Still, we ARE being manipulated by different forces, companies and other agents, who likely do not have OUR best interests at heart. This isn't new, even if the means to manipulate have gained in sophistication. Indoctrination and manipulation has been around forever. (It's amazing how common it is to want to manipulate others instead of learning to master oneself! We see it with governments, religious doctrines, and all kinds of propaganda machines. And those who do not take the bait are deemed at fault, candidates for correction.)
This leaves us humans back with ourselves. What then?
Back in the 60s, when I was in my 20s and began to really observe the world out there, I came up with a "check-question" that I have kept with me ever since: "WHO BENEFITS FROM ME BELIEVING THIS?" It has proved oh so useful.
The bottom line is that we MUST wake up and remain awake, meaning meeting ourselves, knowing ourselves and open up to the idea that we ARE powerful, creative beings. ALL of us. Learning to go inside instead of seeking validation from without. Even so, we can be manipulated, fall into traps. (I did fall into a trap a little while ago, but I didn't stay there; I will publish that story on Substack later).

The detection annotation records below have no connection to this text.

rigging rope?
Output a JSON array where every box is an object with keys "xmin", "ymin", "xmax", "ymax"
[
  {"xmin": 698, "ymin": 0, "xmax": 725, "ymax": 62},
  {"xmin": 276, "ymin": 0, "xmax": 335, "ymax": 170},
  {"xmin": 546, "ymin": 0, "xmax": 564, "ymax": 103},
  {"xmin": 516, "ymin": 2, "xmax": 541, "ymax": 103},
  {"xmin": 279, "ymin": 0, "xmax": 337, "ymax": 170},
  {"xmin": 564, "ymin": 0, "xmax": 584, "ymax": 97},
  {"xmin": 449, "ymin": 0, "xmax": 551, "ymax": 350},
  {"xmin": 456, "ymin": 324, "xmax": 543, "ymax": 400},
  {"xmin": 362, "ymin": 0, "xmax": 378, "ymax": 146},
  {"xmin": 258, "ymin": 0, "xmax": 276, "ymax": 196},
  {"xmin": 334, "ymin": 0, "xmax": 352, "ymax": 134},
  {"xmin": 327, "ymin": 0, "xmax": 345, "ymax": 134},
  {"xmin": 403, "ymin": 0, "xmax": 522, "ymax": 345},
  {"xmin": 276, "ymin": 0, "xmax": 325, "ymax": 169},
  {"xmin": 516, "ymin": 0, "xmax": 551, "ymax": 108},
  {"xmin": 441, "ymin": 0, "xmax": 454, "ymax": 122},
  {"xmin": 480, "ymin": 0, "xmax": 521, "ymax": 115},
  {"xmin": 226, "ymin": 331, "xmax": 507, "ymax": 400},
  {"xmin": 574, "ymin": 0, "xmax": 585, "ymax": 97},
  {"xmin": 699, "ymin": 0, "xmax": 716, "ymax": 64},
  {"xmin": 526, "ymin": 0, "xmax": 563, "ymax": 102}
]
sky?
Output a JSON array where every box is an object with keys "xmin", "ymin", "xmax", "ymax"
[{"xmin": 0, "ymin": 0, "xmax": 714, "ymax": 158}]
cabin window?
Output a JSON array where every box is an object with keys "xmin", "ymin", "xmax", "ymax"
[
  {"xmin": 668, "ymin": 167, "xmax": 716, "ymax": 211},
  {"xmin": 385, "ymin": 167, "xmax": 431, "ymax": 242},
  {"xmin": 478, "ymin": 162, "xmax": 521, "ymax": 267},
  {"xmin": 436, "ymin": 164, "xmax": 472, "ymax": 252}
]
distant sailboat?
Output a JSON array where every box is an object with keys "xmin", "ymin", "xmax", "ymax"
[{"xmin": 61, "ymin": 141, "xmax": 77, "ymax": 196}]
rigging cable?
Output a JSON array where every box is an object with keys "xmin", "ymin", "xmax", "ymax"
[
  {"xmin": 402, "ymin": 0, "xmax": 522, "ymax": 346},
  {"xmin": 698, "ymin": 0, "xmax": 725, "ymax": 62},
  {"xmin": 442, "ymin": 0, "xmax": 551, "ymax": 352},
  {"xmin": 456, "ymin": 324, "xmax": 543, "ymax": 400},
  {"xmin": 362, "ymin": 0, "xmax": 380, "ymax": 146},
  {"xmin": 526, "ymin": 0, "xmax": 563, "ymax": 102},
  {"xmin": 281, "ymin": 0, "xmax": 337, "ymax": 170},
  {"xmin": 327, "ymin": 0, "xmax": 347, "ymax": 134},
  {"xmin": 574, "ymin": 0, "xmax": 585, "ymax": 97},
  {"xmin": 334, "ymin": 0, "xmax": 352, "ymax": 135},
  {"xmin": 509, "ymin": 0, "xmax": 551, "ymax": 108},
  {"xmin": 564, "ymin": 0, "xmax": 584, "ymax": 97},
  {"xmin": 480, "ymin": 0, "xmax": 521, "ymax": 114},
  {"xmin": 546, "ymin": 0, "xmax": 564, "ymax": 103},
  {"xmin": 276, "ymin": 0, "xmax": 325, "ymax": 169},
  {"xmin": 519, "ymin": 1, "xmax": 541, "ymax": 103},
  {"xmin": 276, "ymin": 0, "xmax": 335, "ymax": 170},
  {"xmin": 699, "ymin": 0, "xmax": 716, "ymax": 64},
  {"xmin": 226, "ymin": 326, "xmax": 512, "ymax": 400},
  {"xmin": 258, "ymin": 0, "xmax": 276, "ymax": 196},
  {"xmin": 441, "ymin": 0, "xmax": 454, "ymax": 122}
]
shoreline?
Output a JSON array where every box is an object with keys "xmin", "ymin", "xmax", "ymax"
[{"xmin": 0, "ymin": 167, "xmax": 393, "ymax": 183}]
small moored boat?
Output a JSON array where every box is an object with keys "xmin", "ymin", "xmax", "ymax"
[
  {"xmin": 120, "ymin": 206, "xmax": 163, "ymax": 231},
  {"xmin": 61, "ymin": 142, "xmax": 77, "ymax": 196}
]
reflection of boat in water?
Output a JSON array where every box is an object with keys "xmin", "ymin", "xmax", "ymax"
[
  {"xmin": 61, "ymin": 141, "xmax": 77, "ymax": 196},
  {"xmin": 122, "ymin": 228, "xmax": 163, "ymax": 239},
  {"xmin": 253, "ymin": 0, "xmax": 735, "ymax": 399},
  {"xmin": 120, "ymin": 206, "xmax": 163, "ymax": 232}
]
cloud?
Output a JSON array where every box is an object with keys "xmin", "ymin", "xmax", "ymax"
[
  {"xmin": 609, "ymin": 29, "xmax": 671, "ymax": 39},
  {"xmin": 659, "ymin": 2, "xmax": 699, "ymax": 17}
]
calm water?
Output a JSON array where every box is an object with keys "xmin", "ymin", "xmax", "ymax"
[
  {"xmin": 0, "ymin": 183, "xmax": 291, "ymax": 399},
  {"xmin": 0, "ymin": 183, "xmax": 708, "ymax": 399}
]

Another useful question is this: WHO has the power over definitions? For example: Who has the right to define what a productive human being is like? What productivity IS?
We must find out what is true for US, and learn to listen to what our own deepest self says. The world is large, but we are NOT small and we can know our own heart. We can't control the world, but we can both know and control what's inside US, and take direction from there. With love, Maria
I’m middle aged and the first thing that popped into my head reading this was “Deepak Chopra”. I was a bodyworker for a decade in the 90s-early 2000s when he made his fortune the alternative health/wellness industry telling people how to manifest their “better selves”. He wasn’t the only one but one of the most influential. And now we find him in the Epstein files….I have learned to trust my own instincts first and always follow the money when someone else begins “nudging me towards better choices”, because usually it benefits them much more than me.